Parties Plot Strategies Following WesCorp Ruling
LOS ANGELES — Parties involved in the lawsuit filed against the former board and management team of failed WesCorp are still sorting through their options following a tentative decision in the case.
The decision, which was favorable to former members of the board but not as kind to former members of the management team, came as a surprise to many when Judge George Wu of the U.S. District Court for the Central District of California here handed his decision to attorneys for both the plaintiffs (NCUA, which took over the suit from a group of credit unions that originally filed it) and the defendants (WesCorp) and essentially challenged the government to return in an hour and explain to the court if and why they had reason to amend their complaint.
The court has set a Jan. 10, 2011 date for NCUA to offer proof as to its second amended complaint, and given the defendants at Jan. 24 deadline for response. The court will then hear arguments on Jan. 31.
NCUA Spokesperson John McKechnie told Credit Union Journal, “We are continuing to study the tentative opinion and have no additional comment given that the court has ordered further briefing and argument.”
In the case of the board members, the court has granted the defendants' motion to dismiss complaints alleging breach of fiduciary duty and gross negligence, stating NCUA was unable to show how those board members personally profited from their decisions. For former members of the board the decision could mean an end to legal fees many have had to pay personally.
Judge Wu ruled that the board member defendants are protected under the business judgment rule and that NCUA did not present a sufficient argument that those board members acted with poor judgment. California's business judgment rule holds that "where decisions are without fraud or breach of trust, management of the corporation is best left to those to whom it has been entrusted, not the courts."

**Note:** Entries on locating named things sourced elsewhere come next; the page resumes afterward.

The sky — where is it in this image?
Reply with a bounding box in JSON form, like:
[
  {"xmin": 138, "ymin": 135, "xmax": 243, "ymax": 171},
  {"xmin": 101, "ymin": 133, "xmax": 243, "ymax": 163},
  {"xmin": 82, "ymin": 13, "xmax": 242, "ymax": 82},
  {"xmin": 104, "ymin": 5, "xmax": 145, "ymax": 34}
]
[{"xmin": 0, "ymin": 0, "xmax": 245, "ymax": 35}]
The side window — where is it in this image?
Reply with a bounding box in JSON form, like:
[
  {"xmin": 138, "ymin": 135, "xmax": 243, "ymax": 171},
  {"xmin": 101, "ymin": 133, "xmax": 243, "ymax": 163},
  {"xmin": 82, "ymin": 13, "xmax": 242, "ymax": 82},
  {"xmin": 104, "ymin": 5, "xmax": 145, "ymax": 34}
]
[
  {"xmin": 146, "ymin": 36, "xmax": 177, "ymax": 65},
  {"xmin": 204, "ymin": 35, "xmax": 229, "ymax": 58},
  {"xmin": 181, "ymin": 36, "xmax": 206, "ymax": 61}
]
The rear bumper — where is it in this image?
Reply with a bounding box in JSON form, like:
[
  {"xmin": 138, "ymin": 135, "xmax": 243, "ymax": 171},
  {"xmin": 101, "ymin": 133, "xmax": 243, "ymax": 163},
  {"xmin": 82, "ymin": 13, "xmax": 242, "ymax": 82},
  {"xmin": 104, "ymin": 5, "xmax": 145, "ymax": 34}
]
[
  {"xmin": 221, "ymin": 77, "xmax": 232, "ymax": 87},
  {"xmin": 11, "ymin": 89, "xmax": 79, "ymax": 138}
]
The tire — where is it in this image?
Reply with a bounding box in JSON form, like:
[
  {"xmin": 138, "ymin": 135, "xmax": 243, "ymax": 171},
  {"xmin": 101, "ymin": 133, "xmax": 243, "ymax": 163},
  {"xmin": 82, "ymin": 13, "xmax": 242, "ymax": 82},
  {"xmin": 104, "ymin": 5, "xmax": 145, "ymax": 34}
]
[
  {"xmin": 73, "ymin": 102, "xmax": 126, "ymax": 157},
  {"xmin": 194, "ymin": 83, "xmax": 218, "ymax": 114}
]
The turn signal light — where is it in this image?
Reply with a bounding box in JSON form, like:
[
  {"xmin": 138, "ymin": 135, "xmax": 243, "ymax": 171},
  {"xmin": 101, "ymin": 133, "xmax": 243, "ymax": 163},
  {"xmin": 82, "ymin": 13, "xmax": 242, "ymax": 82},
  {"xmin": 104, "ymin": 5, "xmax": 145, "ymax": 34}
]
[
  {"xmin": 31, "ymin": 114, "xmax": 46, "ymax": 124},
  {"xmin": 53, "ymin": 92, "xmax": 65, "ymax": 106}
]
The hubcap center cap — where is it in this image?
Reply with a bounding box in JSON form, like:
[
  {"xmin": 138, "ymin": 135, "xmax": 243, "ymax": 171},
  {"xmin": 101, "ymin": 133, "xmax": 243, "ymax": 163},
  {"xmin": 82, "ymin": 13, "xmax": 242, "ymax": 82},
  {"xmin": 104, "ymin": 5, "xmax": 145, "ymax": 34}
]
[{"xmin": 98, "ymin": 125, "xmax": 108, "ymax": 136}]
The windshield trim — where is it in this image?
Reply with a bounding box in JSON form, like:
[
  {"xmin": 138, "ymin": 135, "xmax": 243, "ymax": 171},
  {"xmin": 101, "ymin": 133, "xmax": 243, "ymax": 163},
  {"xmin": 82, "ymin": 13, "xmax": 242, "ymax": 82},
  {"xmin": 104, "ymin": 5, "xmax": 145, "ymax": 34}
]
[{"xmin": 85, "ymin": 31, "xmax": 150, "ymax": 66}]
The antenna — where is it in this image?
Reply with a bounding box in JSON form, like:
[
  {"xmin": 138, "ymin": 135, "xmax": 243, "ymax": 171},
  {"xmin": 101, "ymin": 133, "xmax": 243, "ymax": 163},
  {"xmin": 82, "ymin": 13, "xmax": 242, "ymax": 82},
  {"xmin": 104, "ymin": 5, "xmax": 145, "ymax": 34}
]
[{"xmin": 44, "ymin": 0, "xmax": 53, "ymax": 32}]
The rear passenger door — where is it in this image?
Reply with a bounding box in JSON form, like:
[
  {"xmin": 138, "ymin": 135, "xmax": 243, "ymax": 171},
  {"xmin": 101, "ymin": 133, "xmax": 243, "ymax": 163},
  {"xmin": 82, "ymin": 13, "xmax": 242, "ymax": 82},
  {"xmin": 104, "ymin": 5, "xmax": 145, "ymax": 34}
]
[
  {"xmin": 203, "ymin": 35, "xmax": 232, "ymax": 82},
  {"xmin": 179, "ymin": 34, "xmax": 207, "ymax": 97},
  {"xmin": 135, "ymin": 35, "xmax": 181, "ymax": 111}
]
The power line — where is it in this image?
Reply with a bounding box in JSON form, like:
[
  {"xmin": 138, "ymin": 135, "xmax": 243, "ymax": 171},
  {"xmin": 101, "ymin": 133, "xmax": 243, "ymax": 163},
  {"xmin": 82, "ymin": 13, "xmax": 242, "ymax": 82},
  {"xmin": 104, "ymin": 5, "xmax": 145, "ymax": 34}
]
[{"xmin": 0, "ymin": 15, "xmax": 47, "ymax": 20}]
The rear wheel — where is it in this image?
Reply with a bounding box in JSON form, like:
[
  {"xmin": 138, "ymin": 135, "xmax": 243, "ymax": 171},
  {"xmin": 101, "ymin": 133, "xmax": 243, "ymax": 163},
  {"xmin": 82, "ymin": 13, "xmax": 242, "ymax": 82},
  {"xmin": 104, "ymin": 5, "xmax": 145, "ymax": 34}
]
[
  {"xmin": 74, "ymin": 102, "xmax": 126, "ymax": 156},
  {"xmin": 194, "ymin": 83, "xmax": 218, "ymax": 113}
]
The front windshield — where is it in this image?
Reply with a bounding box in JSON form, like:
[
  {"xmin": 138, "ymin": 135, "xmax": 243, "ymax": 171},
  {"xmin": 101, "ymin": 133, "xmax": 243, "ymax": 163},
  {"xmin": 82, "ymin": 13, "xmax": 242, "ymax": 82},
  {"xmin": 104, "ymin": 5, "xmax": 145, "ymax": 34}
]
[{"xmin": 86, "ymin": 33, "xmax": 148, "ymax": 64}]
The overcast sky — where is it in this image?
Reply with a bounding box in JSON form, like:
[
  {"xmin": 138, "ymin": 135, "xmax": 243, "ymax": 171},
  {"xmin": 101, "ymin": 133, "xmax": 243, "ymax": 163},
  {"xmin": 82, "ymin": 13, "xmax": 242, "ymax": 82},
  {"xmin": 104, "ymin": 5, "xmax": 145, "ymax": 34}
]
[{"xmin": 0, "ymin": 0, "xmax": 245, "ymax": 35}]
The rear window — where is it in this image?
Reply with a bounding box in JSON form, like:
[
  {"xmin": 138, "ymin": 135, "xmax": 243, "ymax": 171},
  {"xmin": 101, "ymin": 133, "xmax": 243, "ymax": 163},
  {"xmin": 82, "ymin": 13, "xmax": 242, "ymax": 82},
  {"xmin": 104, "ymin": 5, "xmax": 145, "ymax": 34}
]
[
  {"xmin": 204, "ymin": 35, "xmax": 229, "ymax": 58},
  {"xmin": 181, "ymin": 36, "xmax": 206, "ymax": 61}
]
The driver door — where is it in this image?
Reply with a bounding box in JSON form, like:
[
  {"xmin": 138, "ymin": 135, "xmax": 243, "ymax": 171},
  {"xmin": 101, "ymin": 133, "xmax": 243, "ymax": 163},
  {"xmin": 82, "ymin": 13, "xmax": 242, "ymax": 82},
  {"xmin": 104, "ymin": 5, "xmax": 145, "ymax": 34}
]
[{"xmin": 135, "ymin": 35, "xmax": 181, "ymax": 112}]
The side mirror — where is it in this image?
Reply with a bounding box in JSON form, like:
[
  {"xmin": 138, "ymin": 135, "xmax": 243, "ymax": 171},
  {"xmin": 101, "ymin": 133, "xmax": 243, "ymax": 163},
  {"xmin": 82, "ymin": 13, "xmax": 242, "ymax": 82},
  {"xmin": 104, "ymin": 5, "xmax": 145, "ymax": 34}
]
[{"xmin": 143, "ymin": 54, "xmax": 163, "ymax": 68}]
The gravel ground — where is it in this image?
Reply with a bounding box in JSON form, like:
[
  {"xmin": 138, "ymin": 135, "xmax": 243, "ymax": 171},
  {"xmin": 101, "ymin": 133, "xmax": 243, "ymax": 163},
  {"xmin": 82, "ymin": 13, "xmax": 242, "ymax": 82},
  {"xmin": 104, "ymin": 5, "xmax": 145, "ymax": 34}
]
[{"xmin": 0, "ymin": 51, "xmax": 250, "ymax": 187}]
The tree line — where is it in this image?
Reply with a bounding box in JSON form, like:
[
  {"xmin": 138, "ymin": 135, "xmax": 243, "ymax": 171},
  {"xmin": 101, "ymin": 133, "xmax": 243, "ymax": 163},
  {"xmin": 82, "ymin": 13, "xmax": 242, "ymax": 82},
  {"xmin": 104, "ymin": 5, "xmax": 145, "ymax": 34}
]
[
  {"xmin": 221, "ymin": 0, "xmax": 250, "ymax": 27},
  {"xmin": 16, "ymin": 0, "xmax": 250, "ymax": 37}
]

Indeed, the court ruled that fraud, breach of trust and bad faith are "glaringly absent" in the allegations made by NCUA against the board members. The court similarly dismissed a similar complaint against former EVP/CIO Bob Burrell, but unlike the ruling related to the board, said it will allow for an amended complaint against Burrell. The director/defendants in the case include current CUNA President Bill Cheney, along with Gordon Dames, Robert Harvey, James Jordan, Timothy Kramer, Robin Lentz, John Merlo, Warren Nakamura, Brian Osberg, David Rhamy and Sharon Updike.
On the motion alleging gross negligence, the court ruled that such a claim is not available as a matter of law. Given the dismissal of the two motions, the court noted defendants' claims related to the statute of limitations are moot.
The court, however, was not as supportive of the arguments made by members of WesCorp's former management team. It denied a motion by former CEO Bob Siravo and former CFO Todd Lane that they also did not violate the state's business judgment rule, but the court stressed that NCUA must improve support for its position if a plausible claim is to be made against either Siravo or Lane.
Similarly, the court denied a motion by Siravo and Thomas Swedberg, the former head of HR at WesCorp, to dismiss charges of misrepresentation related to a Supplemental Executive Retention Plan (SERP) that NCUA alleges was manipulated by the two men as part of a quid pro quo, and which led to Siravo being paid millions of dollars after the one-time $34-billion WesCorp was placed in conservatorship.